It's been a hot button issue this awards season. Was LBJ as evil as "Selma" made him appear? Did Chris Kyle do everything the movie portrayed him doing?
I don't know, but I'm here to point out some of the biggest lies told in best picture winners.
1. The world was NOT silent NOR was everything black and white in 1927 (The Artist)
Can you believe these people?! Not since "1984" has there been such a terrible record of life at a time.
Tons of people could talk and make noises and see colors in everything. Why did the director of this movie make such a weird choice?
He should have his Oscar revoked!
2. Jamal Malik NEVER played an Indian version of "Who Wants To Be A Millionaire" (Slumdog Millionaire)
Well, there's three days I'll never get back.
I watched every episode of India's "Who Wants To Be A Millionaire" and HE WAS NEVER ON IT!
Nice try, Danny Boyle, but some people are willing to watch every episode in fast-forward back-to-back to catch you!
3. There is NO record of everyone breaking out into song in 1924 (Chicago)
What the hell is up with every movie depicting the 1920's inaccurately?
People did not break out into song all the time, if EVER. I don't know how that movie won an Oscar (no for reals, why did that happen?)
4. Ed Harris and Paul Bettany were NOT dreams of John Nash (A Beautiful Mind)
The movie starts in 1947. Ed Harris was not even born until 1950. Paul Bettany wasn't even born until 1971. How could Nash have imagined how two people who were not even born yet would look like as peers?! Plot holes like this should be reason enough for this movie to not even be nominated let alone win.

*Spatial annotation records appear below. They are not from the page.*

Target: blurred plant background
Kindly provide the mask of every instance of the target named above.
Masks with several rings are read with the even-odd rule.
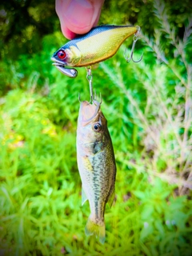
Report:
[[[67,40],[54,1],[0,3],[0,254],[192,255],[192,17],[189,0],[106,1],[100,24],[142,28],[93,70],[117,167],[106,242],[87,238],[75,136],[86,69],[51,65]],[[129,50],[130,54],[130,50]]]

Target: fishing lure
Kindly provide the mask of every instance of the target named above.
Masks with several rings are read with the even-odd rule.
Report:
[[[93,28],[83,35],[78,35],[58,49],[51,60],[62,73],[70,78],[76,78],[78,71],[74,67],[90,66],[114,56],[122,42],[134,34],[130,58],[125,56],[127,62],[133,59],[133,53],[139,26],[105,25]]]

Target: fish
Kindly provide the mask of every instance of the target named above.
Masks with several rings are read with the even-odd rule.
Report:
[[[75,78],[78,71],[71,67],[89,66],[111,58],[122,42],[138,30],[134,26],[94,27],[59,48],[51,58],[53,65],[66,75]]]
[[[80,104],[77,129],[77,159],[82,180],[82,205],[89,201],[90,214],[86,225],[87,236],[106,239],[104,214],[115,195],[116,164],[107,121],[101,102]]]

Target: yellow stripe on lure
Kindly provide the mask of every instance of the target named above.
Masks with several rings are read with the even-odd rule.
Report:
[[[57,50],[51,59],[61,72],[75,78],[76,66],[88,66],[114,55],[122,42],[137,33],[138,26],[105,25],[79,35]]]

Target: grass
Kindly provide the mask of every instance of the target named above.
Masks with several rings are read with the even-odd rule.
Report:
[[[118,167],[103,246],[84,233],[76,162],[86,70],[73,80],[50,67],[39,89],[38,70],[23,81],[12,64],[12,90],[0,99],[1,254],[191,255],[191,21],[178,40],[158,1],[154,14],[160,25],[153,38],[142,35],[141,62],[126,63],[122,46],[93,70]]]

5. Plastic bags in the wind are not the most beautiful things in the world (American Beauty)
I don't know why this movie, who is clearly in Big Plastic's pocket, won best picture. It is clearly pro-littering, pro-pollution, and pro-Benghazi.
Also, Idris Elba and Kate Upton have a few questions for whomever said a plastic bag in the breeze was more beautiful than them.
6. It is literally impossible for Gwyneth Paltrow to have been the muse for Shakespeare (Shakespeare in Love)
Look, I'm not history expert. And I don't want to rattle all the truthers out there ("truthers" believe that Shakespeare didn't actually write all of the plays and sonnets and other influential works he clearly wrote... right?). But Shakespeare died in 1616. Paltrow wasn't even born until 1972. Hell! Her dad wasn't even born until 1942. But Shakespeare was 52 when he died. Which means he loved someone who was 356 years younger than him.
Here's something else for the "truthers": not only was Shakespeare a plagiarist, but he was a pervert.
7. Speaking of cover-ups, did you know two of the most deadly serial killers never existed? (Silence of the Lambs)
I have been through the FBI database so many times I am now on the No-Fly list and I need to call a number twice a day and tell them the weather.
But it was worth it to bring you all the hard truth.
Hannibal Lecter and Buffalo Bill were not real killers in the early 90's. There is no record of them.
PLUS, there's no record of Senator Ruth Martin, her daughter was captured by Buffalo Bill and held in a well for several days.
What'd she do in office? She didn't cast any votes or propose any legislation. Is your head shaking? Cause mine is!
8. The Heart of the Ocean necklace DOES NOT EVEN EXIST (Titanic)
Like at all. So why were those people even trying to dig up the Titanic?
What were they really looking for?
Was there even an iceberg?
Was there even a boat?
If Jack and Rose weren't real, is there love still real?
Why is no one asking the big questions?!
9. Philadelphia's greatest sports figure isn't real - but don't tell them... that's all they have (Rocky)
I know the internet has not made it to some underdeveloped areas of the world, but I'm surprised it has not hit Philadelphia yet. They love Rocky. Love him. There's a statue of him located in the city.
But he's not real. Like at all. He's never boxed. He's never done anything. He's a complete myth.
I guess when, as a city, there have only been 16 championships since the foundation of sports in America, a fake victory feels as good as a real one?
10. The worst movie ever was a best picture winner (Forrest Gump)
Seriously, this is the worst movie of all time. It's poorly written, poorly acted, poorly directed. It's racist, sexist, and pro-war. It is a terrible movie.
And the movies it beat out: Pulp Fiction, Shawshank Redemption, Quiz Show, and Ed Wood were better movies that have lasted the test of time.
Forrest Gump is terrible and it having the title "Best Picture" is a shame and almost makes the title worthless. Forrest Gump did more harm to movies than good.